LAW CHANGE

Linda Katiba Initiative: Don't throw the baby out with bathwater

The fact of the matter is this country is ailing.

In Summary

• The logic that if you have a good and progressive constitution and implement it you might not experience political instability or the feeling to amend it, is deadly wrong

• BBI provides a good chance to start a discussion on a better Kenya through the 2020 amendment Bill.

Narc K party leader Martha Karua at the launch of the Linda Katiba initiative on February 1, 2021.
Narc K party leader Martha Karua at the launch of the Linda Katiba initiative on February 1, 2021.
Image: Photos: WILFRED NYANGARESI

The Linda Katiba Initiative has finally been launched.

This initiative, according to the proponents, intends to ‘protect’ the Constitution against ‘mutilation’ by amendments being championed by the Building Bridges Initiative team.

According to Linda Katiba, the 2010 Constitution is one of the most progressive constitutions in the world and we need not amend it but simply and squarely implement it. If the constitution of Kenya is, therefore, fully implemented, the BBI debate on constitutional change would be rendered futile, they say.

Is this claim true? No. Here’s why.

First, it’s important to acknowledge that constitutions are important documents in deeply divided societies because they have the potential to birth political stability.
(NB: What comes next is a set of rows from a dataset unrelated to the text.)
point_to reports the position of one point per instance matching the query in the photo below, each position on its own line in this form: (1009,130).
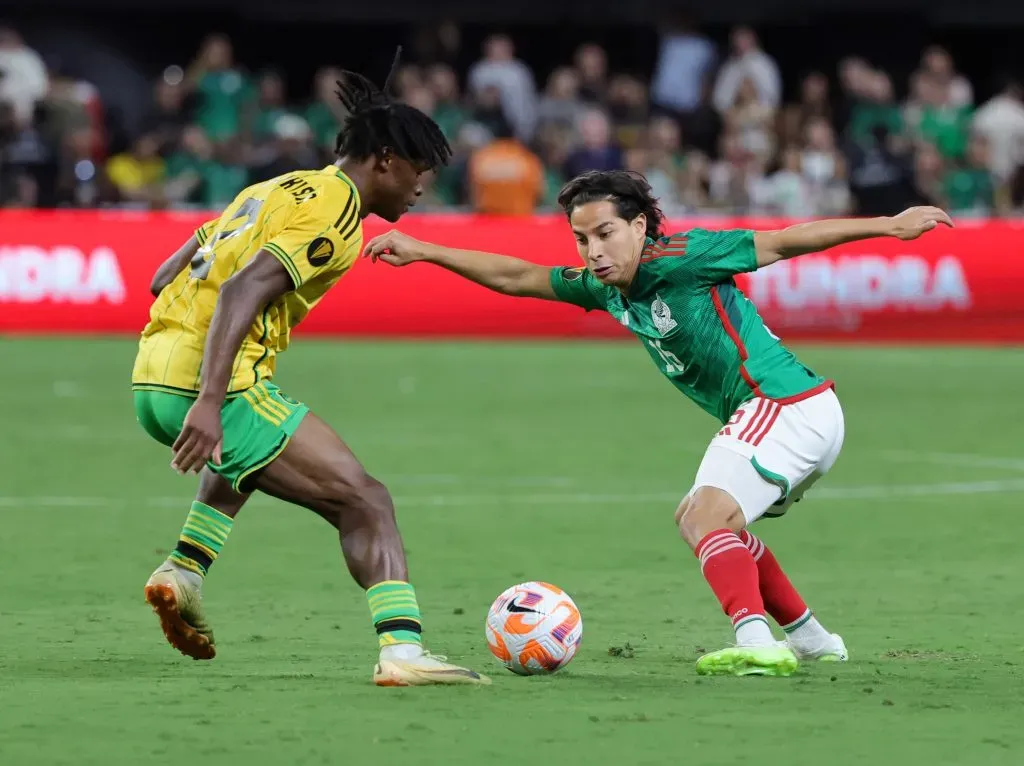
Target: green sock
(395,612)
(202,538)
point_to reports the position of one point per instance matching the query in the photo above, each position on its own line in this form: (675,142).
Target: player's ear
(384,160)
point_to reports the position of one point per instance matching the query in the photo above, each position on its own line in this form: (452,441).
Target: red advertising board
(88,271)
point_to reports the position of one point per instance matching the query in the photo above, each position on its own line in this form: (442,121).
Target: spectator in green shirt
(222,89)
(263,112)
(448,113)
(325,114)
(203,175)
(879,108)
(939,121)
(968,187)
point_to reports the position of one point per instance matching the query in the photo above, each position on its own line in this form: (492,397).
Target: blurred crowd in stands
(711,130)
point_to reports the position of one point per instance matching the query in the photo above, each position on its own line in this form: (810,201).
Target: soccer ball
(534,629)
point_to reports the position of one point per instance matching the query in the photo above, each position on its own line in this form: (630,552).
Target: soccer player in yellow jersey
(226,302)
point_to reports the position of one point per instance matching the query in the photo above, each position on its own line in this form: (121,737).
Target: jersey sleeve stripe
(737,341)
(286,261)
(347,228)
(346,214)
(351,226)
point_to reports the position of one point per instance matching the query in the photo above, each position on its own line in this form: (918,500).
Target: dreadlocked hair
(629,192)
(376,124)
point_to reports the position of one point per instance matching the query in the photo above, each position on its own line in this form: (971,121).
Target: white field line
(882,492)
(954,459)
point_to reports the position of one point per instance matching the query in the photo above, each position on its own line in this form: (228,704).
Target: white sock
(807,634)
(401,651)
(754,631)
(194,579)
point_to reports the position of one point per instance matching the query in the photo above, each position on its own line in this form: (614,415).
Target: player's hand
(912,222)
(395,248)
(200,439)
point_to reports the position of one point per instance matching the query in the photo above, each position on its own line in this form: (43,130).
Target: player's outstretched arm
(261,282)
(502,273)
(173,266)
(817,236)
This is so considering constitutions have provisions that if implemented can either have a positive or a negative effect on political stability in these societies.

For instance, the structure of the Executive, devolution, an independent judiciary and electoral system, as in our current Constitution, have enormous effects on political stability.

Depending on the composition, history and political culture of a given society, a given structure of government might inspire unity of spur division. Presidential systems of government, for instance, for a long time have been said to be a major cause of political instability in many deeply divided societies such as Kenya. Juan Linz, one of the harshest critics of presidential systems, argued that this system is less likely than parliamentary systems to sustain stable democratic regimes.

And this is true of the current realities in Kenya, if the past two elections are anything to go by. The 2013 and 2017 general elections, which were done under the current Constitution, have shown us that it did not address the problem of divisive polls caused by the cutthroat competition for the presidency.

Moreover, the logic by Linda Katiba Initiative that if you have a good and progressive constitution and implement it you might not experience political instability or the feeling to amend it, is deadly wrong.

If it were true, then it would follow that any good and progressive constitution, if fully implemented, could work in any state. But we know this is not possible considering human being react differently to different things.

Second, and why I think Linda Katiba Initiative are not genuine in their call for ‘protecting the constitution’, is the overbearing reality that this group has a problem with the messenger than the message. For instance, even before the final report was launched, the group behind Linda Katiba went to court to seek orders to stop the event of a document whose contents was still unknown. Isn’t this ridiculous?

And by trying to castigate the message, they have, deliberately, decided to focus on ad hominem attacks on the persons behind the BBI than on the details of the BBI report. If they were genuinely concerned about the details of the BBI report and thus the contents in the amendment bill, they would have been quoting specific clauses on the same and providing alternatives to what is currently being recommended.

But understandably, most of the persons behind Linda Katiba Initiative are activists. And this is not to say activists cannot be drivers of change. Zero. In fact, we are where we are democratically majorly because of the civil society that we had in the 1980’s. But gone are the days when the civil society used to be a voice of reason.

These days, activists are not independent considering the fact that most of them are just but puppets and creations of western donors. In the formative years, activists were driven by a burning desire for change. Sadly, today, activism is driven by donors. Not all donors but some characters, from the West, that are hell-bent on ensuring anarchy and underdevelopment continues to prevailing in Africa. Many of these activists, are just but all out to portray the worst of our society.

Unlike researchers must make sure that, inter alia, ethics are observed or Journalists who have the cannons of journalism — responsibility, independence, accuracy, impartiality, fair-play and decency — activists are quite the opposite. To understand why they are so passionate about a certain agenda, at least from what history tells us, you must first understand who is funding the whole process and what is the agenda of the donor.

If you were to, for instance, do a critical examination of why these activists are opposed to the BBI and what alternatives they are giving, chances are that there isn’t anything tangible they are bringing on the table rather than cheap populistic sentiments as shown herein.

The fact of the matter is this country is ailing. Yes, we need to fix our economy but to do that you must fix politics. Methinks BBI provides a good chance to start a discussion on a better Kenya through the 2020 amendment Bill. This bill is a step in the right direction. Let us not throw the baby out with the bathwater.